Margaux searched his face for something that screamed merciless killer, but nothing magically pinged to identify him. Was this the Banker?

“Do you have any fucking clue what you just screwed up?” the suspect on the ground mumbled in a pain-filled voice.

Margaux prompted him. “By all means. Tell us what you were here to negotiate.”

He turned to her, his face twisted with more hatred than she thought a human was capable of expressing visually. “You just fucked a two-year deep undercover DEA operation that was one day from success. I’ll see every one of you buried for this.”

Sabrina demanded his superior’s name. When he gave it, she looked straight at Margaux and cursed.  

The agent’s eyes rolled back in his head just as Ryder’s voice came over the comm in clipped, urgent tones. “Four Atlanta police units pulling up out front. Two unmarked units in back. Alphabet agencies. We’re burned.”

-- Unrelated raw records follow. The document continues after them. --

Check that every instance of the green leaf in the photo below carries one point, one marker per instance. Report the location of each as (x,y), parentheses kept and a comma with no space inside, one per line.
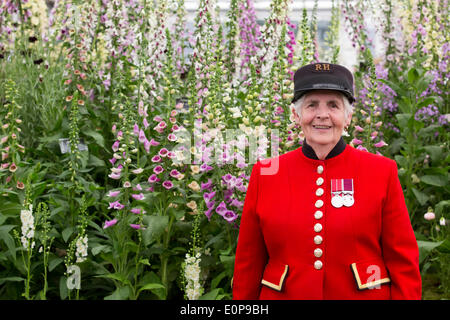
(67,232)
(420,196)
(63,291)
(152,286)
(115,276)
(403,119)
(100,248)
(8,239)
(10,208)
(96,136)
(154,228)
(439,208)
(12,279)
(413,75)
(445,247)
(95,162)
(54,263)
(216,281)
(144,262)
(401,160)
(425,247)
(426,102)
(438,181)
(212,295)
(435,152)
(120,294)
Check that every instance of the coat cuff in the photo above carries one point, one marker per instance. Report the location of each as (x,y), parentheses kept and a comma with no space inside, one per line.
(369,274)
(275,275)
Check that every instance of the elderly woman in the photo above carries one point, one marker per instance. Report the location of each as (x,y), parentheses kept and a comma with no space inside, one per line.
(325,221)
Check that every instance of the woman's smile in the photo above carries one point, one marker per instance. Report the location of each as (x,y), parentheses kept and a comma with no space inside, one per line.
(323,119)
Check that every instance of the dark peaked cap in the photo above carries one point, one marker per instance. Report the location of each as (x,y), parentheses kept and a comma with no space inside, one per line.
(323,76)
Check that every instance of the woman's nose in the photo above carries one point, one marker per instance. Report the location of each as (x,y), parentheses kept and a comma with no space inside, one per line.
(322,113)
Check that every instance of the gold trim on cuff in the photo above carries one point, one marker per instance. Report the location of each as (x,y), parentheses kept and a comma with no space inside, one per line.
(369,284)
(279,286)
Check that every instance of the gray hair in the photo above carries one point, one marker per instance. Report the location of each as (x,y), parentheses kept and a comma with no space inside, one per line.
(348,108)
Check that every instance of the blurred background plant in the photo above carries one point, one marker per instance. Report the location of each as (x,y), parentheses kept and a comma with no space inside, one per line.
(125,140)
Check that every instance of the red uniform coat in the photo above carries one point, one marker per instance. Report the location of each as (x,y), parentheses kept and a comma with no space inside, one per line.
(288,250)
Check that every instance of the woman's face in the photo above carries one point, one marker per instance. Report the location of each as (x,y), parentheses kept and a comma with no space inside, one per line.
(323,118)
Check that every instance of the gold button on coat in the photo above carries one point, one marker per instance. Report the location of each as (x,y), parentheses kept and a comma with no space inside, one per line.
(318,239)
(319,181)
(318,264)
(318,214)
(317,227)
(319,204)
(318,253)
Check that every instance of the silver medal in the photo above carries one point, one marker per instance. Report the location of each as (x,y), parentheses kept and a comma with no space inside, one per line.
(336,201)
(348,200)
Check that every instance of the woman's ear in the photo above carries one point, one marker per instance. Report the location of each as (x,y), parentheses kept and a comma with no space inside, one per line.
(349,119)
(295,115)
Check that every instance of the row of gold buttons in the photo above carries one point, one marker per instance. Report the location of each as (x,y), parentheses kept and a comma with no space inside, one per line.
(318,215)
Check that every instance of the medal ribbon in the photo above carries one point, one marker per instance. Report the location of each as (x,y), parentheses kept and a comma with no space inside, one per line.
(348,185)
(337,185)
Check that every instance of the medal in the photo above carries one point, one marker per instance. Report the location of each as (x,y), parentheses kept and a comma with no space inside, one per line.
(337,201)
(336,191)
(348,200)
(348,193)
(342,193)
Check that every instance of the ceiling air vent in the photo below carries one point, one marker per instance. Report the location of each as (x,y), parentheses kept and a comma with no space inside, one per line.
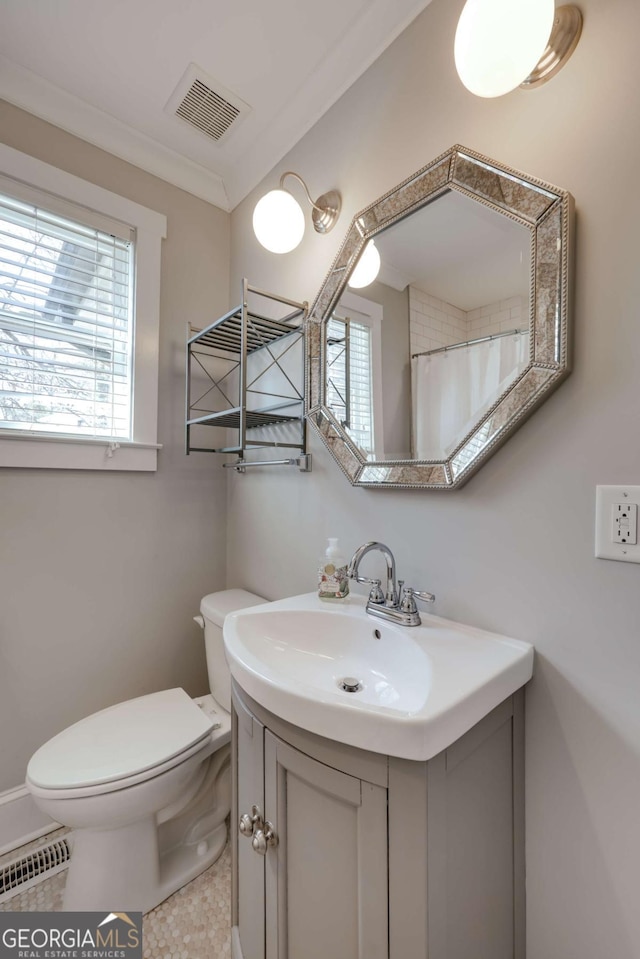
(205,104)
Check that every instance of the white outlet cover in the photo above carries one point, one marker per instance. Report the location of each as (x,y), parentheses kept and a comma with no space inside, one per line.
(606,498)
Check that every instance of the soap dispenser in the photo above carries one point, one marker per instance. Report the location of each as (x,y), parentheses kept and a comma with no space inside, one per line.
(333,581)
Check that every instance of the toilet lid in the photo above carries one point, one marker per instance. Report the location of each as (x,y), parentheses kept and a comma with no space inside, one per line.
(120,741)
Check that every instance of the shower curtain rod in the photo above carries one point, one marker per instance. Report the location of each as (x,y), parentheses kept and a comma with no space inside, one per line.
(457,346)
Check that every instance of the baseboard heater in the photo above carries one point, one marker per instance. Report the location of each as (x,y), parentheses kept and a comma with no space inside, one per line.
(43,862)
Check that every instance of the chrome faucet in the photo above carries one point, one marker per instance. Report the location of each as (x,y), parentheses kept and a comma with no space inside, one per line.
(387,605)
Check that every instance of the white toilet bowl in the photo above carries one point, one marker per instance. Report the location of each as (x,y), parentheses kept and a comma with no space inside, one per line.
(145,785)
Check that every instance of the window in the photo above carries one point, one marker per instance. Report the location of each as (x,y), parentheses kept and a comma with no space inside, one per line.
(79,311)
(349,378)
(354,371)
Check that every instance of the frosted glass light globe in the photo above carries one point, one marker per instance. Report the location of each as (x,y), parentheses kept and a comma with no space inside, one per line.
(367,268)
(499,42)
(278,221)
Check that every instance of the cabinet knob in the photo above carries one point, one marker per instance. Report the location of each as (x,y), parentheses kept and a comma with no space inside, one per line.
(263,838)
(250,822)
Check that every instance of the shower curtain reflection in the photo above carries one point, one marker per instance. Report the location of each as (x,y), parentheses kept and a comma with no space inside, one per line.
(452,388)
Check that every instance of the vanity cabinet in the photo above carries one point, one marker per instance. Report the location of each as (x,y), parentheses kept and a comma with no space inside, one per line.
(373,857)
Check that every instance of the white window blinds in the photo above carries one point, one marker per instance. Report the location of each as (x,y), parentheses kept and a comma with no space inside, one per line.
(349,378)
(66,324)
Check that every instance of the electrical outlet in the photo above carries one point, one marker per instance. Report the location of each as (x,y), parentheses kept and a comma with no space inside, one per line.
(617,523)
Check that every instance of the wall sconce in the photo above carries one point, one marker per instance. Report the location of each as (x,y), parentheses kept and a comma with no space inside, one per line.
(367,267)
(278,220)
(503,44)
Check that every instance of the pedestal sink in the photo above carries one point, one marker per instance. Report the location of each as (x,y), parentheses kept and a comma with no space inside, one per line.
(336,671)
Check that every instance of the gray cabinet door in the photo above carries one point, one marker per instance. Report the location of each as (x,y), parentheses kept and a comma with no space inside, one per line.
(248,869)
(326,882)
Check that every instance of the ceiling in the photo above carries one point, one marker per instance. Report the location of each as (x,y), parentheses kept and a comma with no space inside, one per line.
(106,72)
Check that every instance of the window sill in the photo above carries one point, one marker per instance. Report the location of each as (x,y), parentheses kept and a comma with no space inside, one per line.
(77,453)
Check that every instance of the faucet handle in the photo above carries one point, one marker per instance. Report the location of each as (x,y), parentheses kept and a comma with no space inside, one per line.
(423,596)
(376,595)
(409,596)
(407,602)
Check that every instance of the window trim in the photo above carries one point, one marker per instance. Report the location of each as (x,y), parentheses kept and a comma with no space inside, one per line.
(23,449)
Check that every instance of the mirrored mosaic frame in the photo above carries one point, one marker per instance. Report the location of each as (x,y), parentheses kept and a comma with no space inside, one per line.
(548,213)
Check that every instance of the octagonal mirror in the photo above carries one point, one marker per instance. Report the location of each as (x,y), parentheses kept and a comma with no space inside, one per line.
(417,378)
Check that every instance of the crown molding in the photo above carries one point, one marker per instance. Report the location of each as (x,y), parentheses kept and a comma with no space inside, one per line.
(32,93)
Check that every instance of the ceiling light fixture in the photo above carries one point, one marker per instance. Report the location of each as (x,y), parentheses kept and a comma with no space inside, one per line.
(278,220)
(367,267)
(503,44)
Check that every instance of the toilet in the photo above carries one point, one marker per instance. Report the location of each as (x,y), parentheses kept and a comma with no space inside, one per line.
(145,785)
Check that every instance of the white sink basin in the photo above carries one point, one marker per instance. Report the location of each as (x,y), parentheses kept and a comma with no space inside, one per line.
(420,688)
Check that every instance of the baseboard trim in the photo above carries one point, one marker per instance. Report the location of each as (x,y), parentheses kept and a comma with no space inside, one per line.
(20,819)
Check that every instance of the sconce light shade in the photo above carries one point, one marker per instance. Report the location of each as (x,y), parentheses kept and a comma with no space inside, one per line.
(499,42)
(278,221)
(367,267)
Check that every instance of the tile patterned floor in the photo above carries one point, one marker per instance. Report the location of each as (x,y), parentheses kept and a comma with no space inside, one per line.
(194,923)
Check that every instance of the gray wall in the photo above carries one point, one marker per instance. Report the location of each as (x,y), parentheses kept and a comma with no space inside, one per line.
(513,550)
(100,574)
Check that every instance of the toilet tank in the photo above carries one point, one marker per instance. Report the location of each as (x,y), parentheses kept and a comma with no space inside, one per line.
(214,608)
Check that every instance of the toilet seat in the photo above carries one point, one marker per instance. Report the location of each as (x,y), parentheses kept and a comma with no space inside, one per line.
(123,745)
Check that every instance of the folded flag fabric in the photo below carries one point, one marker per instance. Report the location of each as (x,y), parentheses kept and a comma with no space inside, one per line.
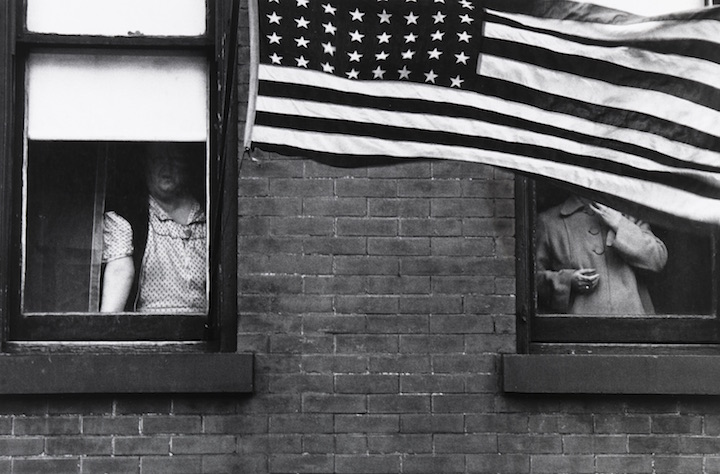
(603,100)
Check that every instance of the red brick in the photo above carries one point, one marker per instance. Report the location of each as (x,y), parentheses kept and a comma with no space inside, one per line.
(110,465)
(301,463)
(367,464)
(46,466)
(203,444)
(170,424)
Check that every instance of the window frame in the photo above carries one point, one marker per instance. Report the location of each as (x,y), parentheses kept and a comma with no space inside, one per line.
(215,333)
(561,333)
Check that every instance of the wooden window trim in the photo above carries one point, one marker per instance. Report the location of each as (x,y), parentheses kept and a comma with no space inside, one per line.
(123,365)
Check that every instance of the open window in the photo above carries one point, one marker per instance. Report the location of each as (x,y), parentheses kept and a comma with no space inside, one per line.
(96,98)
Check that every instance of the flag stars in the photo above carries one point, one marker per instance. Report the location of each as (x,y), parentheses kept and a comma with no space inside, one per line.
(430,76)
(464,36)
(461,58)
(328,48)
(408,54)
(384,38)
(357,15)
(434,54)
(329,28)
(439,18)
(274,18)
(384,17)
(412,18)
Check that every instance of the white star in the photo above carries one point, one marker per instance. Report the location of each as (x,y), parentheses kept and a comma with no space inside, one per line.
(330,28)
(274,18)
(411,18)
(464,36)
(462,58)
(408,54)
(437,36)
(328,48)
(357,15)
(384,38)
(384,17)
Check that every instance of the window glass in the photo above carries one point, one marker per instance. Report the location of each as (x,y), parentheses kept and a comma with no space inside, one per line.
(583,267)
(117,17)
(92,204)
(75,96)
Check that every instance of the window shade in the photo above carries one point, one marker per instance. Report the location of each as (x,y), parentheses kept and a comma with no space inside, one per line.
(117,97)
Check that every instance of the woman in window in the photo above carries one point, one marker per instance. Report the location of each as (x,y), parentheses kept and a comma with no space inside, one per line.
(589,257)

Blood rushed from Margaux’s head so fast she saw stars.

She was alive because no one knew she existed.

If she got arrested, she was as good as dead.

 

 

Chapter 2

 

Sabrina still wore the same black outfit when she walked into Margaux’s apartment at six in the morning, five hours after the busted op, but her ski mask was off and her black hair fell loose around her shoulders. For a deadly operative, she had a Catherine-Zeta-Jones look about her that made men who didn’t know her act like idiots.

The ones who did know her had enough sense to respect a lethal weapon even when it wore a dress.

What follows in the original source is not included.